Data 606 Final Project

Vyanna Hill

4/20/2022

Abstract

In reflection, the data set is a collection of randomly-picked surveys structured by the Behavioral Risk Factor Surveillance System (BRFSS). For the statistical analysis, the null hypothesis was used to determine if there was a relationship between the survey takers’ education and their routine for their reproductive screenings. The null hypothesis is there is not a difference between the average population size who received their screenings across the surveyors’ education levels. The Alternative hypothesis is there are significant differences between the surveyees’ education groups and their participation in screening. The ANOVA test was distributed as there are four types of education defined.

In preparation for the ANOVA test, both screenings data sets passed their Normal distribution and homogeneity of variance tests. The responses were separated for both screenings for observance on the average mean. The p-value for both tests was below the 0.05 threshold (p-value=<2e-16); which means the relationship between education and screenings was statistically significant.

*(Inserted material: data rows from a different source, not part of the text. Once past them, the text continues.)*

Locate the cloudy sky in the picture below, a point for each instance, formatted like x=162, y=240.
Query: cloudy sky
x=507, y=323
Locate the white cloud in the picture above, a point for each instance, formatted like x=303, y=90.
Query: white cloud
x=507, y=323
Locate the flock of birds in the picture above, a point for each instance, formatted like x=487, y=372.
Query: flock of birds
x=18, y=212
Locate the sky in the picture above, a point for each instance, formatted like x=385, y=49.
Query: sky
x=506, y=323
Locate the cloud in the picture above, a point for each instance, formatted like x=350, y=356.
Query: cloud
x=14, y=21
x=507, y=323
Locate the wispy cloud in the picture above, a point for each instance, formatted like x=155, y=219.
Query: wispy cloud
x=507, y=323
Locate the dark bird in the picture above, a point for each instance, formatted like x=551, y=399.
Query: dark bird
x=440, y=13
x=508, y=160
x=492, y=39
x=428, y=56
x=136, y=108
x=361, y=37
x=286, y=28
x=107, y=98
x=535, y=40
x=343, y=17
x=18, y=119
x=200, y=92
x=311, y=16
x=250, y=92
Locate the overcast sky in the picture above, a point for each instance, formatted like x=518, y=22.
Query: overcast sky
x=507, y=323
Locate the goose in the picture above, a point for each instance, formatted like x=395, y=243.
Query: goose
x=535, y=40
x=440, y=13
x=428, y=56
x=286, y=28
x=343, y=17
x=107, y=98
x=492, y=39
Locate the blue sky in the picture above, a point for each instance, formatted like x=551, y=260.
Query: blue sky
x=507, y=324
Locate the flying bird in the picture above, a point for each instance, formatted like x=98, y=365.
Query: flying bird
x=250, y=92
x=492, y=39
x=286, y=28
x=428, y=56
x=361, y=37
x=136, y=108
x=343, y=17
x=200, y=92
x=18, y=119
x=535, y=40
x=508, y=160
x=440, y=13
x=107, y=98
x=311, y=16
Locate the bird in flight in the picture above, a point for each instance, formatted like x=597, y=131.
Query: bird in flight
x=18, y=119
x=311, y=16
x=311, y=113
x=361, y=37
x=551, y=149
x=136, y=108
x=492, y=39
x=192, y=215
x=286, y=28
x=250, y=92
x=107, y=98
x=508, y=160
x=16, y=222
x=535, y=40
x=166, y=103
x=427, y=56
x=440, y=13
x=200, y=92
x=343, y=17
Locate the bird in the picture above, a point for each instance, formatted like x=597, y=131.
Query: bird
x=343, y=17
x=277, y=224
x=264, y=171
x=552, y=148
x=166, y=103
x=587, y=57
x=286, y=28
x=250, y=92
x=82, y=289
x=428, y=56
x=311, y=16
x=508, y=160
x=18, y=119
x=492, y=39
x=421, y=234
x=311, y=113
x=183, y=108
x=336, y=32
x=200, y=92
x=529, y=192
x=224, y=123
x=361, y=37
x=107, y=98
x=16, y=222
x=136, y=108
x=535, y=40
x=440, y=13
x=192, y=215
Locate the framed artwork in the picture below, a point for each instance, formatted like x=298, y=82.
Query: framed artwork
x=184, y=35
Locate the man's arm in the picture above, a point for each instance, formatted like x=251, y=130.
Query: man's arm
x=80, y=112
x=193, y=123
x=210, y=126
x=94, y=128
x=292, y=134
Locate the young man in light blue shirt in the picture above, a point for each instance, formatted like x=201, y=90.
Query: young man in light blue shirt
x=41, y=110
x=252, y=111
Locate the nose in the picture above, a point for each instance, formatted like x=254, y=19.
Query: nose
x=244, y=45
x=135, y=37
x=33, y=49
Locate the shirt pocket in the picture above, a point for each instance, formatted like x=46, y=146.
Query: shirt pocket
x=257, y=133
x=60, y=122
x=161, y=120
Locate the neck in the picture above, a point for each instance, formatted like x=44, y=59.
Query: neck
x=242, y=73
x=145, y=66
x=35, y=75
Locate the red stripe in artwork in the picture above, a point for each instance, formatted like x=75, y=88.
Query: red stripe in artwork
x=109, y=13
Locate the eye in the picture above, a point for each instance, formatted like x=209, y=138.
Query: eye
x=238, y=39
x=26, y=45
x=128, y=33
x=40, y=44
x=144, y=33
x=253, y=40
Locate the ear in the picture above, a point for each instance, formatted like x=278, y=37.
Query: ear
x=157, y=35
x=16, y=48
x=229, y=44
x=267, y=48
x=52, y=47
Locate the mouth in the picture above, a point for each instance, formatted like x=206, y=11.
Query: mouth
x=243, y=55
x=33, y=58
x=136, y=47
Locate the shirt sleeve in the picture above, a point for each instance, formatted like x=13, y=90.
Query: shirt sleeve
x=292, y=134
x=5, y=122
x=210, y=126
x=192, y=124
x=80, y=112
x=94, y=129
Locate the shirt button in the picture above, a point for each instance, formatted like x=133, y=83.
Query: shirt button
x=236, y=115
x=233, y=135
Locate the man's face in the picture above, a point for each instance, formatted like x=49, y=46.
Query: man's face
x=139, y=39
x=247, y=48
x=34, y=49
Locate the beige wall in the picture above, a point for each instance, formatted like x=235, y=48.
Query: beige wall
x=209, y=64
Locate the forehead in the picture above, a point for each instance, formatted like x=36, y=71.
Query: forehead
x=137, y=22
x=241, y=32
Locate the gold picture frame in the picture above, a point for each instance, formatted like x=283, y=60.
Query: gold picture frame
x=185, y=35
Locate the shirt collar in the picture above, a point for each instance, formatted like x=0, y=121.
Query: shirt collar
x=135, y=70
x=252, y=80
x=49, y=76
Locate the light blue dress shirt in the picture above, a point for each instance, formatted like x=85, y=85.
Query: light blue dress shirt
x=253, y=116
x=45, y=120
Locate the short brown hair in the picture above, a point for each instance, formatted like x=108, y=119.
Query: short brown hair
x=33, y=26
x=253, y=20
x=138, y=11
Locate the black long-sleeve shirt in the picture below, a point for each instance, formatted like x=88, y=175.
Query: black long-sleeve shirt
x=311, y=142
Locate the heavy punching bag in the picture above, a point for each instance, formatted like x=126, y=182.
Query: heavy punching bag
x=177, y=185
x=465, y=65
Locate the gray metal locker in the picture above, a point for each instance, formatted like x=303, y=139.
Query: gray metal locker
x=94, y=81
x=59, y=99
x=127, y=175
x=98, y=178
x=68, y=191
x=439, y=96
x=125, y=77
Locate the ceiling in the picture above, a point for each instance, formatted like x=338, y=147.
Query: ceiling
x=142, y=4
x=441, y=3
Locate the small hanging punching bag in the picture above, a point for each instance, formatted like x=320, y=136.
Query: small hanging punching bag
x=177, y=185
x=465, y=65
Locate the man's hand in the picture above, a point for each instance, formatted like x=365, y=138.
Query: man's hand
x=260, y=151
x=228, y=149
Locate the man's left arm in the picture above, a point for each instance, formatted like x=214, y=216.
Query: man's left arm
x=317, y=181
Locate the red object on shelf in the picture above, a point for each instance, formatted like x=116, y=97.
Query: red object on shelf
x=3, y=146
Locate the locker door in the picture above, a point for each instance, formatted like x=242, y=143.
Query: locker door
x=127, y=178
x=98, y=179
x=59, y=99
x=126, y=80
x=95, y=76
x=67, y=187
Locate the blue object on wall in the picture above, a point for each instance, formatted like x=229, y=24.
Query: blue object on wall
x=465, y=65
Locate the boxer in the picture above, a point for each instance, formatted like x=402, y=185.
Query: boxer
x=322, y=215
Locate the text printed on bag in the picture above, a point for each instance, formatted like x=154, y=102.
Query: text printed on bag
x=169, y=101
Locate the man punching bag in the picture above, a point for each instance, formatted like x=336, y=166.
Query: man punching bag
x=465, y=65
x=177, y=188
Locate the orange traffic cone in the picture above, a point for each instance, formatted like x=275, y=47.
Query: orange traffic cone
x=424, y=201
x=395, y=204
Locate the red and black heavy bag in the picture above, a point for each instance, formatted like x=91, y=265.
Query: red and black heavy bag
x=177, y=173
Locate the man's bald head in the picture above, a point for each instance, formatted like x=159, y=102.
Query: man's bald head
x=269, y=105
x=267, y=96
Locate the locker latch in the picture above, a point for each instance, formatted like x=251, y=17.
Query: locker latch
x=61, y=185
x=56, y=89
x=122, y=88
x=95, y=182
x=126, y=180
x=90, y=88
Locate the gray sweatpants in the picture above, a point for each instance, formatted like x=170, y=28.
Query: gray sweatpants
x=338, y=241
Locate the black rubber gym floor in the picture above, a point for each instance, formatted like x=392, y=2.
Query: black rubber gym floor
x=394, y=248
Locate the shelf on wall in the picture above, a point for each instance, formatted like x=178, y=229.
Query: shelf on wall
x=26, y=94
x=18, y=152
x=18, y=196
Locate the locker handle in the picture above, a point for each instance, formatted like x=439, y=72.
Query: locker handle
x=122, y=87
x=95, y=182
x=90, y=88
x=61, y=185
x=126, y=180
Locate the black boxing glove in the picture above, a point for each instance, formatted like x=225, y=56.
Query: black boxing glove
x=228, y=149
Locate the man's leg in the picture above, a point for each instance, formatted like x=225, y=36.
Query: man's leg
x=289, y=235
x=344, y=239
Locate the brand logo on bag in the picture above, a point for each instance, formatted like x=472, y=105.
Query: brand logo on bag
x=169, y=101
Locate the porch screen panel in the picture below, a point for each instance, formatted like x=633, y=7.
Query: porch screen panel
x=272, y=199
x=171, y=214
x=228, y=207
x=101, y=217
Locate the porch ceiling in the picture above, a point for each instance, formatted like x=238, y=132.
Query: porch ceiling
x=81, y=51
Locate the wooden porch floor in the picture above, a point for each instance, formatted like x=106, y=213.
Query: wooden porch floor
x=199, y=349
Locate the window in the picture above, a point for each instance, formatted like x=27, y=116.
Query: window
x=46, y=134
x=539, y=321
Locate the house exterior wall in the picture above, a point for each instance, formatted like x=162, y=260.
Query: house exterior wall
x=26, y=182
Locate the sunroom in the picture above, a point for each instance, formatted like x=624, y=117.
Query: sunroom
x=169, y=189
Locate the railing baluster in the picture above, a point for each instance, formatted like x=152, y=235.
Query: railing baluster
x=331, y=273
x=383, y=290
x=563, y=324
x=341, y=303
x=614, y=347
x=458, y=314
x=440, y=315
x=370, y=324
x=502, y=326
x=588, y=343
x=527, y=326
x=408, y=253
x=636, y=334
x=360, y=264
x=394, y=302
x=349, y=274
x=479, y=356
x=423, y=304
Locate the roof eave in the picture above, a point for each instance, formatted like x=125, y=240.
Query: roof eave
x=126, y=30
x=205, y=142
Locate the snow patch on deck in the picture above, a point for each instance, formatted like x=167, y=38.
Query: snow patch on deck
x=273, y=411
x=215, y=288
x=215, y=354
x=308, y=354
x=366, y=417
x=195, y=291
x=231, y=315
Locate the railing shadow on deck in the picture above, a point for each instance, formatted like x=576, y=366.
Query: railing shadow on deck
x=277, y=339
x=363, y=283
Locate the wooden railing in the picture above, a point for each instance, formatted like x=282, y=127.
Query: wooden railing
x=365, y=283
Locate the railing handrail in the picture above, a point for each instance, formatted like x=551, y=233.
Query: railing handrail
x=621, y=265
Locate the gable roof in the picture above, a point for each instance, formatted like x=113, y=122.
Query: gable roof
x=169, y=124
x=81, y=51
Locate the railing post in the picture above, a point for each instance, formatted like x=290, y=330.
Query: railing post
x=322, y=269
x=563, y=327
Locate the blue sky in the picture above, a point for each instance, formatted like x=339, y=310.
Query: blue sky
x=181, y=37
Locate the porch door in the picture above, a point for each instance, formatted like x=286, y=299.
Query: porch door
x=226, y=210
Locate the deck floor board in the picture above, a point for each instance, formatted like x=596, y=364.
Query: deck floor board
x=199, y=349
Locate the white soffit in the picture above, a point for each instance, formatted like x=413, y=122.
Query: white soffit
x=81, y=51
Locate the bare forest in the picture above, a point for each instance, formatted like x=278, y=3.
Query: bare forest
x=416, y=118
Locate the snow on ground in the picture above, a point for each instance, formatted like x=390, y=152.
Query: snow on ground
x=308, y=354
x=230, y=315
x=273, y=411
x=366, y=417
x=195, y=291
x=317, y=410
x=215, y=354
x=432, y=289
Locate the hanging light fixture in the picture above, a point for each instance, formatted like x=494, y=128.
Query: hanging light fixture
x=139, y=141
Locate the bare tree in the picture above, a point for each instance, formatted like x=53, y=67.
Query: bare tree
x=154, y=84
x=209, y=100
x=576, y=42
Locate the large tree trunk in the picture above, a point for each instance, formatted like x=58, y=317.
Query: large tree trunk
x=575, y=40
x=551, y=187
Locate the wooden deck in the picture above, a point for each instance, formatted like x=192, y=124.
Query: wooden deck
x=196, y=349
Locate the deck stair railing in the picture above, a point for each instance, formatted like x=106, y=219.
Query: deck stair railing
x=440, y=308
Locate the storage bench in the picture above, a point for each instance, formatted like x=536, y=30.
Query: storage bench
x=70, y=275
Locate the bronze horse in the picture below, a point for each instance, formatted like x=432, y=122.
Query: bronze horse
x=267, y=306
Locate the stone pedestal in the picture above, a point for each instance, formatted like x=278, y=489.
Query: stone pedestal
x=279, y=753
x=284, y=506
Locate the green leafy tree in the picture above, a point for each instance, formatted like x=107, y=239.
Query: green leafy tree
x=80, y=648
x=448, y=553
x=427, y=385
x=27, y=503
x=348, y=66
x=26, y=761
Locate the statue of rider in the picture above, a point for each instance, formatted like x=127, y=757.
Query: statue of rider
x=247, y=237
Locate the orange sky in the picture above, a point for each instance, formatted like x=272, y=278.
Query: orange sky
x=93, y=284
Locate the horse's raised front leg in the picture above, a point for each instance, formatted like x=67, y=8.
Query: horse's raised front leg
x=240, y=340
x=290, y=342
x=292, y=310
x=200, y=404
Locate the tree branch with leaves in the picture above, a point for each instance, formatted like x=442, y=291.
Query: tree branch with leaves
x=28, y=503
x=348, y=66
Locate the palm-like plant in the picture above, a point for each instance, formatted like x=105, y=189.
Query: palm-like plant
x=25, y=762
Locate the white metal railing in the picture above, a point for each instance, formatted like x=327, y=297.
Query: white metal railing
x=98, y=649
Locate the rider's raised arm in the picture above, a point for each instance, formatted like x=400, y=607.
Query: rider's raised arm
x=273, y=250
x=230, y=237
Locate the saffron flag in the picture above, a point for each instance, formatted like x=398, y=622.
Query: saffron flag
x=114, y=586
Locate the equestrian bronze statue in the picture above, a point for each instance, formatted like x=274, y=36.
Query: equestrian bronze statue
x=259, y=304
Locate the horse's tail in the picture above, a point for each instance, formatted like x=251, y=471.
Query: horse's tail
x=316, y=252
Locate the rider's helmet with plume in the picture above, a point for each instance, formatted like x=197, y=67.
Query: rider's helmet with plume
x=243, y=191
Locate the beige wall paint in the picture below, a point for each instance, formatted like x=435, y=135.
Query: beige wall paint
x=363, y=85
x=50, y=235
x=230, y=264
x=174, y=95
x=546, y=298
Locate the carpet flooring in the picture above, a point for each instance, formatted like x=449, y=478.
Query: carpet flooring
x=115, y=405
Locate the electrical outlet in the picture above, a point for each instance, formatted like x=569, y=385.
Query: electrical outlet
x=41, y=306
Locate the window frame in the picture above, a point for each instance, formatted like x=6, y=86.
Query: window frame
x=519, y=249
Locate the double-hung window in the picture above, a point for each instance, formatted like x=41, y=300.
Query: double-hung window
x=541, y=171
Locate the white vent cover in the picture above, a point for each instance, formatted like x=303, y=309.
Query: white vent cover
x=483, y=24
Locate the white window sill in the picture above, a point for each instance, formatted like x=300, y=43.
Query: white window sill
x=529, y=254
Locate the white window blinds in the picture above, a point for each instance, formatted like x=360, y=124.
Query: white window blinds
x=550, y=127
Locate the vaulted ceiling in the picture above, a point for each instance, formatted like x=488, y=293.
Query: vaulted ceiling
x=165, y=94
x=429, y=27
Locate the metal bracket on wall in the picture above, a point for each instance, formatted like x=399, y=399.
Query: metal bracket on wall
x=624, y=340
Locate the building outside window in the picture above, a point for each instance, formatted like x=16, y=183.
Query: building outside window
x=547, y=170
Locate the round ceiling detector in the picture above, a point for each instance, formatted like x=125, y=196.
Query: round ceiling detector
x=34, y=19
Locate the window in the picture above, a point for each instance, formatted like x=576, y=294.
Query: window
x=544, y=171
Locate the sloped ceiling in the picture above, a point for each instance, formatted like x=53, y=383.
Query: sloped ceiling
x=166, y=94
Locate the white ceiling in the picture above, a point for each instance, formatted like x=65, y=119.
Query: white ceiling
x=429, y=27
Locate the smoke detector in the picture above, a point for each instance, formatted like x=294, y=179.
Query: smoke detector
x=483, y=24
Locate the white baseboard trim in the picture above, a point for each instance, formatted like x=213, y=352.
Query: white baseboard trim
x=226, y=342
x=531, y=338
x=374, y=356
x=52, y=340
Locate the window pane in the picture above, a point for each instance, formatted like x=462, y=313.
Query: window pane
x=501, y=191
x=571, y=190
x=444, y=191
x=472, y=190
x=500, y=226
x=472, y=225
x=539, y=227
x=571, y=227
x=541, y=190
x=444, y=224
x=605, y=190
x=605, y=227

The boxplot of the average means across education revealed the average mean of college-educated people whose screenings are active is higher than the average of the high school graduate. The education analysis above supports the idea that higher educated women have more active screenings than the rest. There were limitations that could possibly affect the null test, as the data collection is based on location level and not on the individual level. This could mean individuals may have only one screening performed compared to both. As the collection was randomly selected in the location, the clinics chosen might be near or on a college campus.